= Chan Hok-yan sex scandal =

2010 Hong Kong scandal

The Chan Hok-yan sex scandal was a highly publicized case in Hong Kong that started in December 2010, involving former Asian Games athlete Chan Hok-yan (陳學殷) and an anonymous wealthy individual referred to as "rich tycoon X" (富商X) by the media. The scandal resulted in a court case where Chan was accused of blackmailing X for HK$3 million over a sex tape that was intended to be used as evidence against X. The identity of X is protected due to their wealth, and the judge and Hong Kong court have emphasized that it must remain confidential.

==Profile==
Prior to the scandal, Chan Hok-yan is mostly known in Hong Kong as a boat rower who participated at the Bangkok 1998 Asian Games at the age of 15. In 2010 she is 27 years old, married with a son.
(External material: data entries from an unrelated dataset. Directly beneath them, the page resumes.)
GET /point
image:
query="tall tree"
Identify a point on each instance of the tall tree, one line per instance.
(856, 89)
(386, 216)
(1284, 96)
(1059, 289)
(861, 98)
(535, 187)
The rich tycoon is known to be a 72-year-old business man (born 1928). Though some sources suggest he is 73 years of age, and that they are 46 years apart. He is married.

==Scandal==
X first met Chan Hok-yan in a Chinese restaurant in 2005, when she worked as a receptionist. Six months later, he arranged to have Chan Hok-yan work in his company as a shipping clerk. Later, he gave her two checks for HK$70,000 and HK$100,000 when he learned she was pregnant and getting married in 2006. They met three times in a motel in 2010, and had sex in the second meeting.

On 12 May 2010 X received an unsigned letter accusing him of treating her like a prostitute. Chan threatened to publicize their sexual relationship with a videotape if X did not deposit HK$3 million into a bank account. Thus began the court case where Chan is accused of blackmailing X.

==Court case==
On 6 December 2010 X testified at the HK District court. X protected his identity behind a screen, spoke in Cantonese with a mainland China accent and appealed for leniency. X said Chan Hok-yan was having financial difficulties and had no money to pay for school fees. Later in an interview, Chan admitted she never had a videotape. She just wanted to scare him. During the case, she proclaimed loudly that she was "Not a chicken (prostitute)".
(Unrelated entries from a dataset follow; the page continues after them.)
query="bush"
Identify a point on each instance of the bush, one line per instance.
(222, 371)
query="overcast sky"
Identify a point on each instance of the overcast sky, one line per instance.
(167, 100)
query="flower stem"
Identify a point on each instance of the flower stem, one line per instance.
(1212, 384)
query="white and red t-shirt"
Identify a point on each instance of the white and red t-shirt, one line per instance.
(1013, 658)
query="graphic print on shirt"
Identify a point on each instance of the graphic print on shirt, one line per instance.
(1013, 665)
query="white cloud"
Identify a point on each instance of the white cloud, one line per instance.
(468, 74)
On 14 January 2011 Chan has been sentenced to 15 month in imprisonment by the District Court. The judge said he did not think she was remorseful at all.

==Responses==
The case has generated nonstop heated responses online urging netizens to guess who the rich tycoon is. According to the lawyer, he warned the public that the name of X cannot be revealed, and compared it to "provoking the fight carries the same offence as participating in the fight".

==Comparison==
In the 1980s a similar blackmail case occurred involving a Mr X unknown male. Celebrity TVB staff member Ivan Ho (何守信) was eventually revealed to be the mystery person. Another case occurred in August 2011 involving mainland female Ki Chun-yim (祈春艷) and another Mr X.